Isolation. My tendency as a man is to isolate. Even in a dove hunt this weekend I didn’t want the other guys to know what a bad shot I was, (goal: work on shotgun skills) so I camped out in a part of the field that was distant from the other guys. The funny thing about this idea, is the other men could still hear all the shots fired and the lack of dove being brought to the table. Isolation is a tricky concept because it creates the delusion that no one else will know what is really going on. Men if you’re married, your wife always knows what’s really going on! As men we don’t ask each other what is really going on, but we still know something is wrong with our buddy because shots are being fired and nothing is being produced. A man in isolation is a scary thing because there is no accountability and a limited desire to ask for help from anyone. I get it! A key to this is community and vulnerability with other men. Part of counseling is getting men to come out of isolation and tackle the skills they could use to help build community.
Personality. I have noticed over the years that certain personalities in men have an easier time accepting help, where as others do not. The Doer personalities are usually dragged into counseling with their wife and an ultimatum. The Thinker personalities have usually overanalyzed their own problems and come in because they’re stuck and depressed. The Feeler personalities have no trouble coming in and enjoy another person to talk to. Regardless, personality has a huge part in men coming in and “getting” something out of counseling. This also has a huge part in seeing counseling as something of value and worth their time and money. I think in understanding our personality as men helps us in the way we interact with our world and in relationships. If you haven’t, I recommend taking a personality test online to get a better understanding of yourself.

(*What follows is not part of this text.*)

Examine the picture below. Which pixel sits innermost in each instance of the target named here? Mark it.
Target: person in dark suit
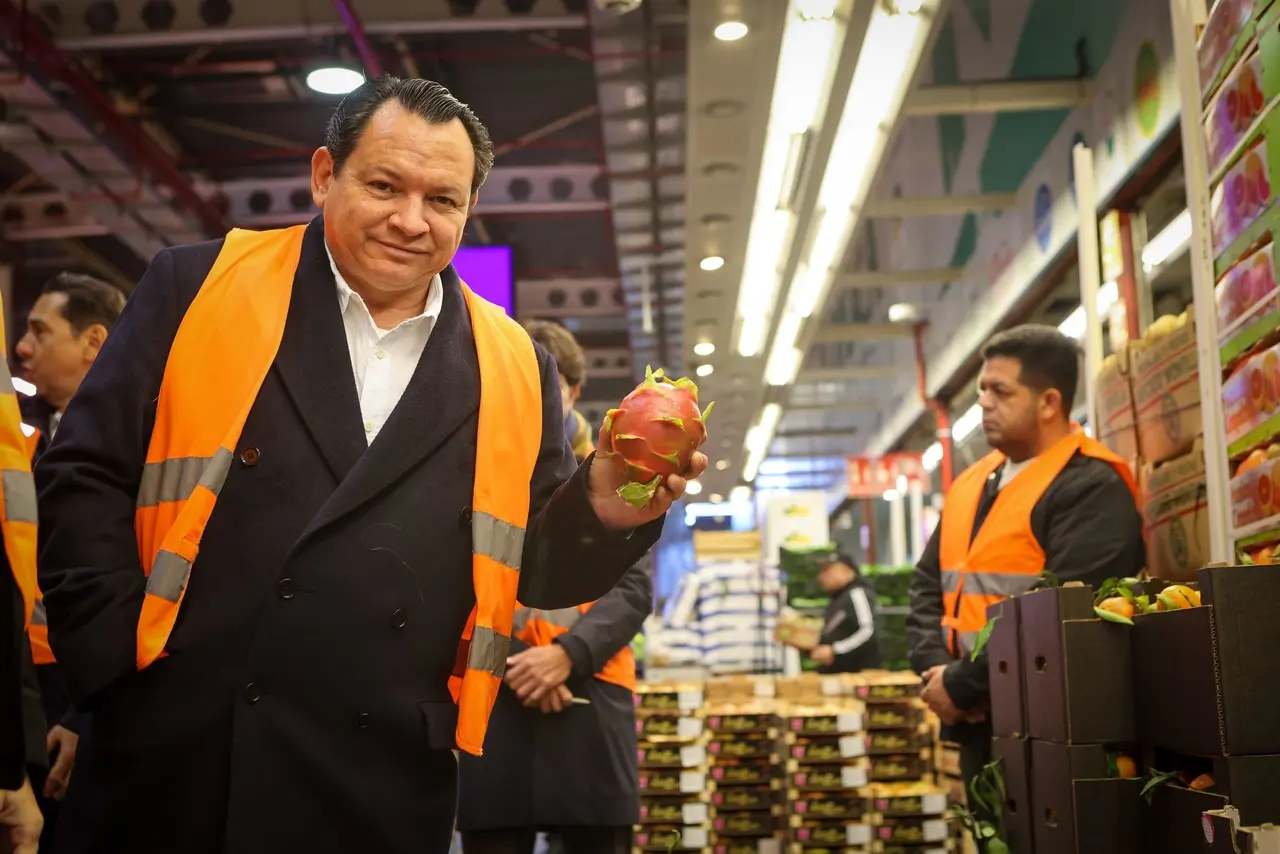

Therapists. I have to admit that my field is an interesting one, filled with “interesting" people. The joke in counseling is often, therapists usually go into counseling to fix themselves and find out they can make money fixing others. This isn’t too far from the truth. I have found that a lot of male therapists have a hard time relating to “manly” things and are for lack of better word, weird. For guys, talking about feelings is weird in itself but not being able to talk about sports, hunting, fishing and other “manly” things, often make therapists “not relatable” to other men. Men, there are some therapists who enjoy manly things and can talk about emotions too! Male therapists are one thing, but going in to talk to a woman can be even more difficult for guys. Some guys actually prefer talking to a female therapist because women are the “ones who talk about emotions”. Despite the hang up with therapists, men can find some valuable characteristics of empathy, listening and some one who is willing to walk through tough times with you.
If you’re a guy and you’re being drug into counseling or asked by some you love to go, don’t worry you’ll be ok. If you are in a spot where you’re stuck, sometimes asking for help no matter what the circumstance can be the best thing you can do. ( You would ask for help if you got your truck stuck in the mud... eventually) Understanding how you’ve isolated yourself, your personality and hang up with the idea of therapy can all be steps in a direction toward personal growth.